正直、30にもなって働いてない息子を堂々と連れ歩く母親なんか世間にいないって。体裁悪くって。
そうやって連れ立って歩くってことはあんたの母親はあんたのことを恥ずかしく思ってないってことだよ?」
「はぁ…」
「そういった母親のあんたへの愛情が正しいものかどうか私にはわからないけれど、あんたが愛されていることには間違いない」
「そんな大袈裟な…
親が子供を愛するのは当然と言うか…僕一人っ子だし」
そう言った21号の言葉に精霊内から反論の声が上がった。
「なんか21号って恵まれ過ぎてない?!」
「色々羨ましすぎる!」
「ちょっとズルくない?!」
などと。
「21号、あんた頭もいいし、親金持ちだし、ニートやっていても親に疎まれてる節がない…それだけでもみんな羨ましがると思うけど…」ここまで性格の悪い女言った後に精霊達の大合唱が起こった。

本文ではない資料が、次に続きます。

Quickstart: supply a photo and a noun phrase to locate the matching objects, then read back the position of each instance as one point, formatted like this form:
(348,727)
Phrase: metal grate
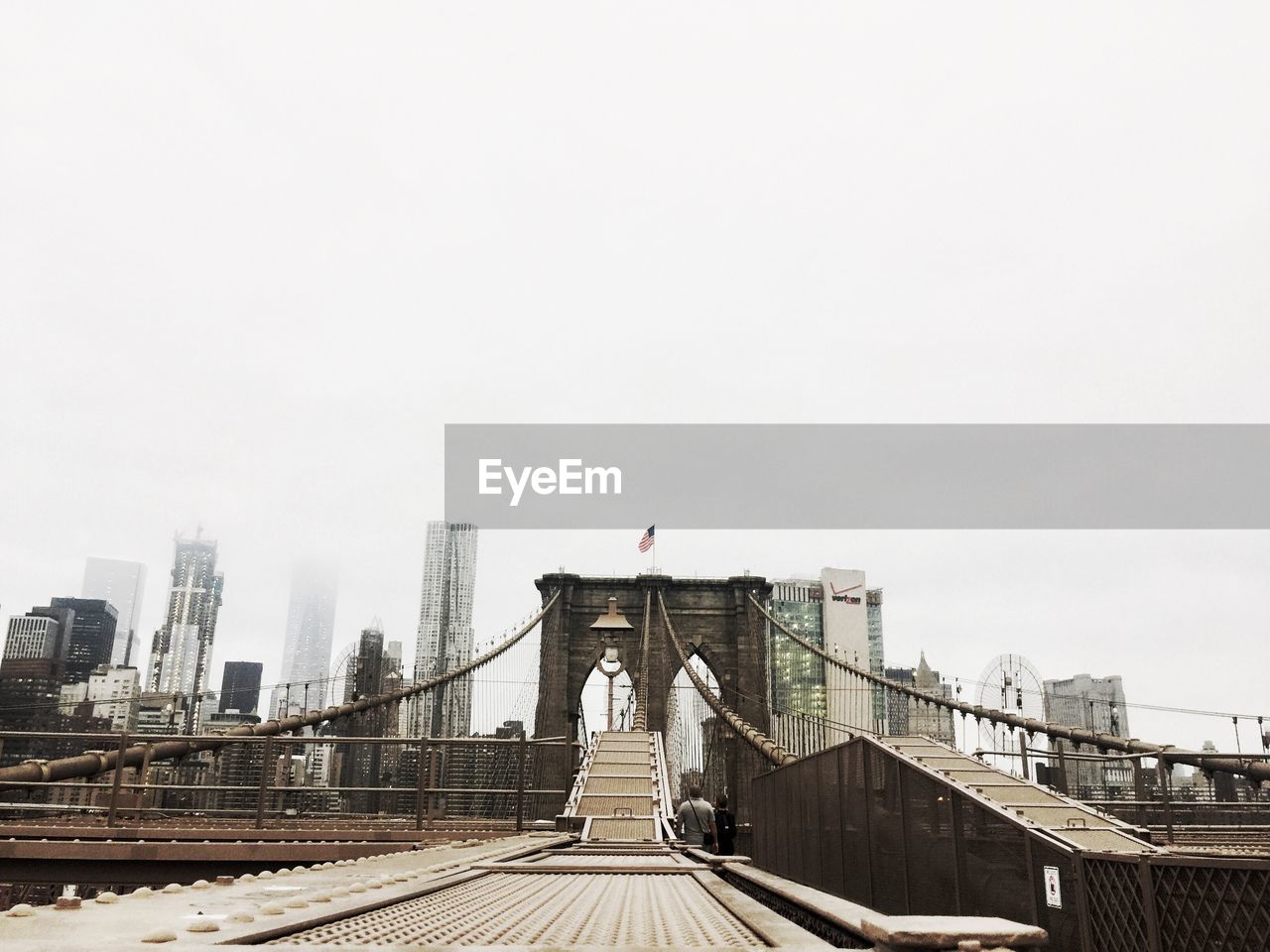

「一番羨ましいのはロージーちゃんみたいないい娘と同じクラスになれたことだ!!」
性格の悪い女も言った。
「私も同感だよ。恥ずかしがり屋でろくに会話も成立しないやつに話しかけ続けてくれる子なんて滅多にいないから」と。
けれど少し疲れてベッドに座って話を聞いていたイケメン二頭身は「いや、私は優しい母親がいるのが一番羨ましい。

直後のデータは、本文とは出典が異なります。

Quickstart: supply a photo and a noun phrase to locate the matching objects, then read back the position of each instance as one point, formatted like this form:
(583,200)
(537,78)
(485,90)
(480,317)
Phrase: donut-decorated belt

私の母親は早くに亡くなり、継母と乳母に育てられたので」と言った。
ザッとそこにいた全員の注目が部屋の隅、ベットに腰掛けているイケメン二頭身に集まる。
「どんな人間にも欠けているところは必ずあるのだよ、森の精霊達よ。
それは一見完璧に思える私にも。
私は人生の欠けた部分は我慢しようと思う。
こんな姿になってしまったことも含めて。
でもやはり意に染まぬ妻とくらしていくのは嫌かも知れない。
欠けたものへの欠乏感より不必要なものを背負う苦しみの方が大きそうな気がするのでな。

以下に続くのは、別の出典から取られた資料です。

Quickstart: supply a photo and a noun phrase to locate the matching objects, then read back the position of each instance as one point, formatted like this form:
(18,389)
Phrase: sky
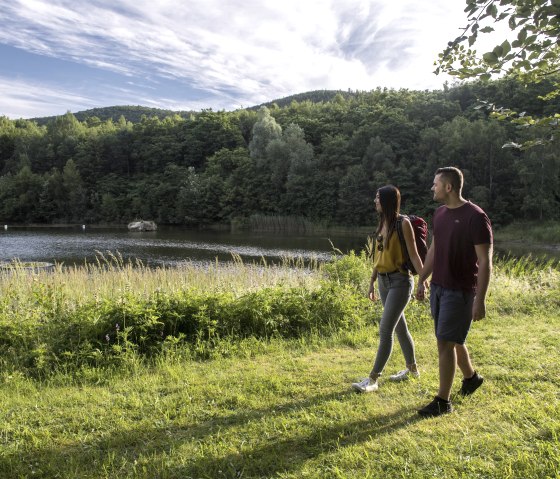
(74,55)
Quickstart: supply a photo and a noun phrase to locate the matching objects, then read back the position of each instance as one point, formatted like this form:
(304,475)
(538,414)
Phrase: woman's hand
(421,291)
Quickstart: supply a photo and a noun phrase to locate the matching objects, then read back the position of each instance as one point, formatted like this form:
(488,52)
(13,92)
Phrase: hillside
(131,113)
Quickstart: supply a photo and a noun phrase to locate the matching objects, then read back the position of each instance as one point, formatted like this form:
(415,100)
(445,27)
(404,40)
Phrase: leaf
(498,51)
(490,58)
(506,48)
(492,10)
(511,144)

うん、たとえ元の姿に戻れるとしても冷静になってみると私はこの性格の悪い女と結婚することはできないなぁ…」
宙を見つめそうつぶやいたイケメン二頭身に対して精霊達は「そうでしょうとも…」と深く頷く。
性格の悪い女は、あーあ、こいつら私のことを完全否定してるよぉと思いながら何かしらの絆が生まれちゃってる精霊と二頭身を交互に眺めた。